Sipeth mencontohkan kelompok tani d Desa Jabiren, Kabupaten Pulang Pisau. Warga desa itu menyiram kebun karet mereka pagi dan siang dengan air sumur bor. Dengan demikian, lahan mereka luput dari kebakaran api akhir tahun lalu. Tetapi kelompok-kelompok lain di desa itu belum memiliki perangkat sumur bor dan pompa. Kepada mereka perlu diberi akses bantuan dana, kata Sipeth.

Lebih jauh, kedua narasumber tersebut menekankan pencegahan kebakaran lebih penting daripada pemadaman kebakaran. Dengan pencegahan maka tidak timbul kabut asap berikut berbagai dampaknya.

Panel diskusi di lokakarya mengundang Nazir Foead, kepala BRG, yang dilantik di Istana Merdeka 19 Januari. Dalam lokakarya, Nazir diminta memaparkan agenda dan tantangan restorasi gambut di Indonesia. Nazir berhalangan hadir karena pada hari yang sama ia melantik lima pejabat eselon satu BRG: satu sekretaris dan empat deputi kepala.

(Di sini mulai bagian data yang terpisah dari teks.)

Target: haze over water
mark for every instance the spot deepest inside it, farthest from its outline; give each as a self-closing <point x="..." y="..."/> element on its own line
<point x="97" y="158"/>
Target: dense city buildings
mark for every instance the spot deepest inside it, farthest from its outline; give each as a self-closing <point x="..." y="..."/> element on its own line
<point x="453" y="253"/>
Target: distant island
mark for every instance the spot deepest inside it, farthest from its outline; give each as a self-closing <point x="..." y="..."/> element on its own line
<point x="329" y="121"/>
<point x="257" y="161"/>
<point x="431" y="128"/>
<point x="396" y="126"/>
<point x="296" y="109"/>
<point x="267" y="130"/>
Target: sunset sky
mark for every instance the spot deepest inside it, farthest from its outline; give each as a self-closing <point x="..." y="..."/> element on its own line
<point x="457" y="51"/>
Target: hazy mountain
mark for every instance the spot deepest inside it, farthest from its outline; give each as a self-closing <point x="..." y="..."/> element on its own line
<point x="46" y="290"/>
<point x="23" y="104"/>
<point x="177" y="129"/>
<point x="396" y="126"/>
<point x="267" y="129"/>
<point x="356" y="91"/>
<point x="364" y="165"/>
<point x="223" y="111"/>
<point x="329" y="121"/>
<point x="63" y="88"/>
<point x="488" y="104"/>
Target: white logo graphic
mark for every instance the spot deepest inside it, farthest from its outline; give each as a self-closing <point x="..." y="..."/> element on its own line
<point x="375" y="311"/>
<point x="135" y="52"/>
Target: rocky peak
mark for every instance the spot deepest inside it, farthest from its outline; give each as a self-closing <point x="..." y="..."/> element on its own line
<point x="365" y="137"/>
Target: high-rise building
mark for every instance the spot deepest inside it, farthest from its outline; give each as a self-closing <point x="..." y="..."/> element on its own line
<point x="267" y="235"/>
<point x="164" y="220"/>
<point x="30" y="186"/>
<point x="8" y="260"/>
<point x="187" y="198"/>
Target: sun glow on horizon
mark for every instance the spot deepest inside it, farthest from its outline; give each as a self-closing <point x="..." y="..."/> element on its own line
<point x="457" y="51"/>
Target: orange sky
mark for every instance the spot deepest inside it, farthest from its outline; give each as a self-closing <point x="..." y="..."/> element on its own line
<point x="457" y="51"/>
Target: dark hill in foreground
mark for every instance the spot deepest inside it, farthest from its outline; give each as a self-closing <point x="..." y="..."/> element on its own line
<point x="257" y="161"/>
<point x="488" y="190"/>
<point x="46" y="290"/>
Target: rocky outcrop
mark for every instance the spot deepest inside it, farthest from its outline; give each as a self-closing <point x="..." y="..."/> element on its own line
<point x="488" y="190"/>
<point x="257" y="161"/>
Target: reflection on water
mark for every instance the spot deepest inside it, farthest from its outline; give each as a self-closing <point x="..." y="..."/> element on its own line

Bupati Pulang Pisau, Edy Pratowo, juga diundang untuk menguraikan restorasi gambut di kabupatennya. Pulang Pisau adalah kabupaten prioritas restorasi gambut di Kalteng, tetapi Bupati Edy sedang umrah saat lokakarya berlangsung.

Lokakarya diikuti kunjungan kawasan pada hari kedua. Peserta meninjau tiga lokasi di luar Palangka Raya yang diketahui berhasil memadamkan kebakaran gambut dan melakukan tindak preventif. Tiga lokasi itu ialah hutan gambut hakmilik perseorangan Jumpun Pambelom (atinya ‘sumber kehidupan dalam bahasa Maayan untuk kata pertama dan bahasa Dayak Ngaju untuk kata kedua), Laboratorium Alam Hutan Gambut (LAHG) dari CIMTROP, dan Pusat Rehab Orang utan Yayasan BOS.

Peserta lokakarya ialah Intan Hamid, harian Mercusuar di Palu; Yani Basaroni, Koran Babel, Pangkalpinang; Sumarlin, ZonaSultra.com, Kendari; Veby Riki Yanto, valora.co.id, Padang; Lorni Nur Intan Sinaga, RRI, Kota Bengkulu; Mursalin, harian Republika, biro Bandarlampung; Nico Pattipawae, SCTV, biro Manokwari; Rendhik Andika, ANTARA, biro Palangka Raya; Gilang Rahmawati, harian Kalteng Pos, Palangka Raya; Ahmad Sidik, harian Tribun Kaltim, Balikpapan.